August of 2009 Kamel and I decided to go to the Puyallup Fair – Washington State’s BIG fair… if it’s not the biggest, it’s the favorite. I do not know these actual statistics. The fair is full of amazing food (scones, deep fried things, corn dogs), rides and games (my favorite is the horse race one where you roll the ball into the numbered rings and you try to get your horse to win the race), and every farm animal you could think of.
I love animals. Why do I love animals? Because at the fair they are all clean and pretty and they don’t have poop smeared all over them. I want to touch every cow, and peer – hesitantly – at every chicken in it’s coop, and watch the chicks running around in their incubator, and marvel at the horses on their way to their fancy horse shows. We spent the majority of our time going from animal barn to animal barn, taking photos, and eating food. It was awesome.
Until we got to the pig pen. I heard their were piglets and who doesn’t love baby animals regardless of animal type? No one I say. Especially pigs with their adorable snouts and pudgy little bodies. Squee! Except when we got there the overwhelming buzz was not over the baby piglets, but the mother.

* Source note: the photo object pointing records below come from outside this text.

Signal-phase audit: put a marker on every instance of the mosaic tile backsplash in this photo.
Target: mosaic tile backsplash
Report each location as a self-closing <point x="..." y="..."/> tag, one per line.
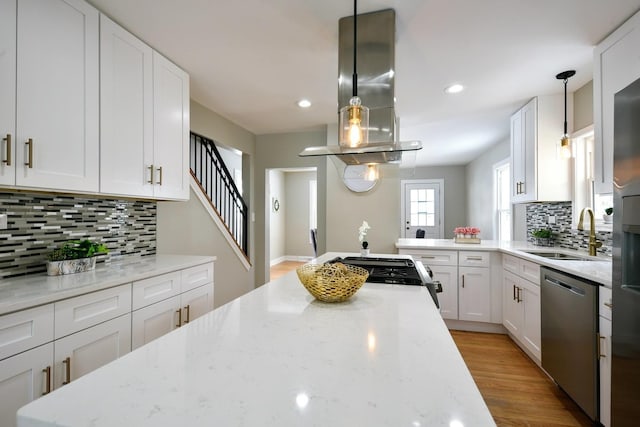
<point x="37" y="223"/>
<point x="564" y="235"/>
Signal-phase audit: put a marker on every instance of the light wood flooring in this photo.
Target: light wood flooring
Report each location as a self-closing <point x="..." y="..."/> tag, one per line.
<point x="515" y="389"/>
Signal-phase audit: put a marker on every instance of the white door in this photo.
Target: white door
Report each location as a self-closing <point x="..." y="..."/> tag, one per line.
<point x="155" y="320"/>
<point x="57" y="95"/>
<point x="91" y="348"/>
<point x="8" y="90"/>
<point x="196" y="302"/>
<point x="23" y="378"/>
<point x="474" y="300"/>
<point x="171" y="130"/>
<point x="126" y="112"/>
<point x="422" y="208"/>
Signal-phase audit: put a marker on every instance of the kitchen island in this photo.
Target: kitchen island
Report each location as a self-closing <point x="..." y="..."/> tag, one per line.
<point x="277" y="357"/>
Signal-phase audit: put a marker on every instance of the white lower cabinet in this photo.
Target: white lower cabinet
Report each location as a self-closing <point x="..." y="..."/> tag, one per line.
<point x="521" y="304"/>
<point x="24" y="378"/>
<point x="474" y="299"/>
<point x="80" y="353"/>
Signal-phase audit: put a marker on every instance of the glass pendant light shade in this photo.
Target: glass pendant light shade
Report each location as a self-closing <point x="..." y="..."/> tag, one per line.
<point x="354" y="124"/>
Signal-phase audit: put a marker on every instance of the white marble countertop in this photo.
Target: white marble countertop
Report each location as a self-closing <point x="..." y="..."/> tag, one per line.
<point x="29" y="291"/>
<point x="597" y="269"/>
<point x="277" y="357"/>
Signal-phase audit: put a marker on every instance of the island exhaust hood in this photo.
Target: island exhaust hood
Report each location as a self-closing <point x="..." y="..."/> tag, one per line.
<point x="375" y="58"/>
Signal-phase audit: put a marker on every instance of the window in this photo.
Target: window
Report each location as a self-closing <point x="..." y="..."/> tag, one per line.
<point x="503" y="200"/>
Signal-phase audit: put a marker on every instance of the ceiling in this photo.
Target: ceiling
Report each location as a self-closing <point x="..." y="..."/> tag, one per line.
<point x="252" y="60"/>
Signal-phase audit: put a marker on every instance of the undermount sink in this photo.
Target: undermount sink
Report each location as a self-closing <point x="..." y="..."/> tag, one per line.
<point x="559" y="256"/>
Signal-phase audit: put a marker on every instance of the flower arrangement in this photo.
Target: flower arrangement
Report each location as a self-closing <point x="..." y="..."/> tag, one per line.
<point x="362" y="234"/>
<point x="462" y="232"/>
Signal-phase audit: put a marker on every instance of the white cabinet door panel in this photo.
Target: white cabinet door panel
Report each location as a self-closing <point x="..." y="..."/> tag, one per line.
<point x="57" y="94"/>
<point x="126" y="112"/>
<point x="22" y="380"/>
<point x="474" y="300"/>
<point x="155" y="320"/>
<point x="8" y="91"/>
<point x="25" y="329"/>
<point x="91" y="348"/>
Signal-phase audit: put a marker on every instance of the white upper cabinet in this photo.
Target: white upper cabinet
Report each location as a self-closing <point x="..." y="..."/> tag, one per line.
<point x="616" y="64"/>
<point x="538" y="172"/>
<point x="126" y="112"/>
<point x="7" y="89"/>
<point x="57" y="95"/>
<point x="170" y="169"/>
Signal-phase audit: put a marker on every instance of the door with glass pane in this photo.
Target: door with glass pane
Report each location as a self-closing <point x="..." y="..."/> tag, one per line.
<point x="422" y="209"/>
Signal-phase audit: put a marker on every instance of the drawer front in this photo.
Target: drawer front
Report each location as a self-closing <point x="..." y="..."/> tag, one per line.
<point x="76" y="314"/>
<point x="474" y="259"/>
<point x="530" y="271"/>
<point x="25" y="329"/>
<point x="605" y="302"/>
<point x="196" y="276"/>
<point x="436" y="257"/>
<point x="155" y="289"/>
<point x="511" y="263"/>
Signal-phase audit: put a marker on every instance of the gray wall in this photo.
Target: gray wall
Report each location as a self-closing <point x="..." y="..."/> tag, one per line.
<point x="583" y="106"/>
<point x="480" y="188"/>
<point x="187" y="228"/>
<point x="297" y="213"/>
<point x="277" y="220"/>
<point x="280" y="151"/>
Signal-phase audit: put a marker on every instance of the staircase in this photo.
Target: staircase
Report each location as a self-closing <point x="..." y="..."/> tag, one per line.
<point x="216" y="183"/>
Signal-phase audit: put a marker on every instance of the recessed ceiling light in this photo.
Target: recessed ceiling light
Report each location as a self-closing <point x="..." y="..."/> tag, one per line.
<point x="454" y="88"/>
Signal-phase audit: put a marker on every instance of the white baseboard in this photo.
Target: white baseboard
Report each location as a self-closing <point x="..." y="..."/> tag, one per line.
<point x="463" y="325"/>
<point x="298" y="258"/>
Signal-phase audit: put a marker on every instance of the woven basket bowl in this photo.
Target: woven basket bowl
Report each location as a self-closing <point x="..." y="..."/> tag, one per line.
<point x="332" y="282"/>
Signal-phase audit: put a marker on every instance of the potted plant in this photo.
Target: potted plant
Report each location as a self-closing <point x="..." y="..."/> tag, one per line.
<point x="542" y="236"/>
<point x="74" y="256"/>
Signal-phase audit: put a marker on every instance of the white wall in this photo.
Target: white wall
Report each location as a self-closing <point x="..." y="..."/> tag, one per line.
<point x="277" y="220"/>
<point x="480" y="189"/>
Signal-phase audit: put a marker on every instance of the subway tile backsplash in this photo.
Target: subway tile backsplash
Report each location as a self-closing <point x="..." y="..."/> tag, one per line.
<point x="564" y="235"/>
<point x="37" y="223"/>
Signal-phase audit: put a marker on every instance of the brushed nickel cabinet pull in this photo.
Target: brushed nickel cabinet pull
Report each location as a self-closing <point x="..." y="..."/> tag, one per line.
<point x="188" y="310"/>
<point x="29" y="162"/>
<point x="7" y="139"/>
<point x="47" y="379"/>
<point x="150" y="174"/>
<point x="600" y="355"/>
<point x="67" y="363"/>
<point x="179" y="311"/>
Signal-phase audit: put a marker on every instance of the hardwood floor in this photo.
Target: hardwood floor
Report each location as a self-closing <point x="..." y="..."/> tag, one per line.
<point x="283" y="268"/>
<point x="515" y="389"/>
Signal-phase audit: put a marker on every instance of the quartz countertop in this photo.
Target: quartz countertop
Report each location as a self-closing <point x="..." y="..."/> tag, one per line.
<point x="278" y="357"/>
<point x="24" y="292"/>
<point x="597" y="269"/>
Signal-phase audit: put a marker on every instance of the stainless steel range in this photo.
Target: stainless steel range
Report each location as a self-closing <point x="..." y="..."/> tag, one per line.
<point x="397" y="271"/>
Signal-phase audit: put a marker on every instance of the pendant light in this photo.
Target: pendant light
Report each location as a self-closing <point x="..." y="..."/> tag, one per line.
<point x="354" y="118"/>
<point x="565" y="142"/>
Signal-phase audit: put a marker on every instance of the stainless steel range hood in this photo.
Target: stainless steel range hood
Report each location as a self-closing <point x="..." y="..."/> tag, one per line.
<point x="376" y="88"/>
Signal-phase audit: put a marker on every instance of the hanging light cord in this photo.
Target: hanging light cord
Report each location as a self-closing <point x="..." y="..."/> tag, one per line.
<point x="565" y="105"/>
<point x="354" y="82"/>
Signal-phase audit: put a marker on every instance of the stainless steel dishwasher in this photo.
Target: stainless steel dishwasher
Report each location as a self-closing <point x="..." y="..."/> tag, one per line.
<point x="569" y="336"/>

I mean, I don’t know if this picture really does it justice… but those do not look like animal teets, ok? That’s a row of giant boobs if I ever saw one. The photo also doesn’t accurately show the crowd of people because they are all on our side, where the piglets are below us. Being cute and snorty at the fence. And then something happened that I couldn’t believe.
Kamel: Look Lauren, it’s you!
Me: What? No.
Kamel: Yeah, yeah… see? that’s totally you… like when you’re really sleepy.
Me: NO. That is NOT me. (this is where I am frantically aware of how many people are over-hearing this conversation right now)
Kamel: Yeah! See? Like when you want to sleep in and not get out of bed? That’s so you. That’s a Lauren.
Me: Are you fucking kidding me? Please stop. I don’t understand what’s wrong with you.
Kamel: Oh. OH. Well! I mean, I didn’t mean …
Me: Stop. Stop talking.
Kamel: Oh no. I’m embarrassed. I’m embarrassed now.
And then I scowled at him and we walked away from the giant pig mother and her mammaries. And then we ate a corn dog while Kamel continued to mutter to himself since he had clearly LOST his goddamn mind.